Le Conseil d’État a récemment considéré que le dispositif du « CV anonyme » voté en 2006 devait désormais être appliqué. Cette décision est en contradiction totale avec l’évolution des comportements au sein d’un monde de l’entreprise désormais lié à l’omniprésence des réseaux sociaux professionnels, qui eux mettent en avant la transparence et la proactivité.
Le CV anonyme
Le « CV anonyme » est un dispositif voté en 2006 dans le but de lutter contre les discriminations à l’embauche dans les entreprises de plus de cinquante salariés. N’ayant jamais fait l’objet de décret d’application, il n’a pas eu l’occasion d’être mis en œuvre. Ceci risque désormais de changer : le Conseil d’État vient en effet de sommer le gouvernement de prendre les dispositions nécessaires à son application.
Au-delà de la question cruciale de l’organisation d’une telle démarche au sein des entreprises, cette loi semble dans sa dénomination-même porter en elle une lourde contradiction. Le terme de CV anonyme semble en effet à première vue un oxymore : le curriculum vitae, ou « déroulement de la vie », est par essence lié au parcours d’un individu unique, à sa formation et à ses compétences propres. Le recouvrir du voile faussement pudique de l’anonymat revient en quelque sorte à atrophier la partie la plus représentative de sa raison d’être.
Une bataille surannée
Lorsque le dispositif a été voté en 2006, le réseau social LinkedIn avait trois ans d’existence, et Viadeo, son petit frère français, existait depuis deux ans. Huit ans plus tard, en 2014, LinkedIn a dépassé la barre des 300 millions d’inscrits dans le monde, quand Viadeo a atteint celle des 60 millions.
Ces chiffres, dont l’ampleur traduit un phénomène mondial, parlent également d’une évolution dans la manière de chercher un travail pour les candidats, ou de recruter un collaborateur pour les entreprises. En effet, en 2014, un CV est souvent perçu par les recruteurs comme un agglomérat de promesses professionnelles « qui n’engagent que ceux qui les écoutent« , selon le mot célèbre d’Henri Queuille : il est d’ailleurs de notoriété publique que près d’un tiers des candidats mentent sur leur CV.
Or les réseaux sociaux professionnels apportent une réponse partielle à cette problématique : non seulement ils renseignent sur la façon dont un candidat peut mettre en avant son parcours, sa formation, son expérience, mais aussi sur sa connaissance des enjeux d’Internet, cruciaux s’il en est au 21e siècle ; par le jeu des recommandations écrites et des confirmations de compétences ils apportent également une garantie supplémentaire de la véracité des informations avancées ; enfin, la possibilité qu’a chacun de poster des liens ou des avis sur son domaine d’expertise supposé renseigne également assez vite sur sa maîtrise avérée du sujet qu’il entretient.

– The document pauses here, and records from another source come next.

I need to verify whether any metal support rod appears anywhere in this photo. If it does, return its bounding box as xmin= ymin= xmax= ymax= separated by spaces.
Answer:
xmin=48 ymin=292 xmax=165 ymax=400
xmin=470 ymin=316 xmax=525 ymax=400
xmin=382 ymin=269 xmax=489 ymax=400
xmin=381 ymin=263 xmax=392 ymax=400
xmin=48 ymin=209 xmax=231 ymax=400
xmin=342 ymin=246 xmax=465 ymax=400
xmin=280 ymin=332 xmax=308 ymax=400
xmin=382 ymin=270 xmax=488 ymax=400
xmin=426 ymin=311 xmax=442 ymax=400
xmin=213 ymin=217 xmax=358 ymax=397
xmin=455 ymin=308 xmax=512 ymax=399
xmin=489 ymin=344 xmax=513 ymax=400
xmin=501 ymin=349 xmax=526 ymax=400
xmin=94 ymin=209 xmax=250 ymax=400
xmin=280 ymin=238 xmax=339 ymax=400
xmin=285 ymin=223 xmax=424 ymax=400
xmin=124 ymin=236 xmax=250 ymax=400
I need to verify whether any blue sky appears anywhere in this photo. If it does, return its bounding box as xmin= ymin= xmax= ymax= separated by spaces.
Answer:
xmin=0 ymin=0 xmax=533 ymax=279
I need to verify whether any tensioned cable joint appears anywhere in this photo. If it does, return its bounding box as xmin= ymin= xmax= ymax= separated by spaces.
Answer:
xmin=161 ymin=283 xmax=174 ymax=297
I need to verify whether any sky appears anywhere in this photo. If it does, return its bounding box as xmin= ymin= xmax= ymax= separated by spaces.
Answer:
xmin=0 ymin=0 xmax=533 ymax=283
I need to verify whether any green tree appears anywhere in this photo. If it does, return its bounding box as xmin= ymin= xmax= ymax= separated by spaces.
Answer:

Une méconnaissance du monde de l’entreprise
S’il répond à une préoccupation légitime de notre société, le dispositif du CV anonyme le fait ainsi en contradiction avec l’évolution de son époque. Là où l’omniprésence d’Internet facilite la prise de contact et la mise en confiance mutuelle via une certaine transparence des compétences et des parcours, ce dispositif vient alourdir un peu plus le processus de recrutement en obligeant à la dissimulation d’informations là où spontanément les candidats de 2014 jouent la carte de la transparence.
En décidant la mise en place d’un tel dispositif, les membres du Conseil d’État ne manifestent donc pas seulement leur méconnaissance du monde de l’entreprise et de la façon dont se déroulent concrètement les processus de recrutement : ils traduisent également une déconnexion des enjeux liés au numérique dans le monde du travail actuel. A l’heure où la France compte plus de cinq millions de chômeurs, c’est un signe peu encourageant envoyé à leurs concitoyens.
Article publié dans L’Usine Digitale.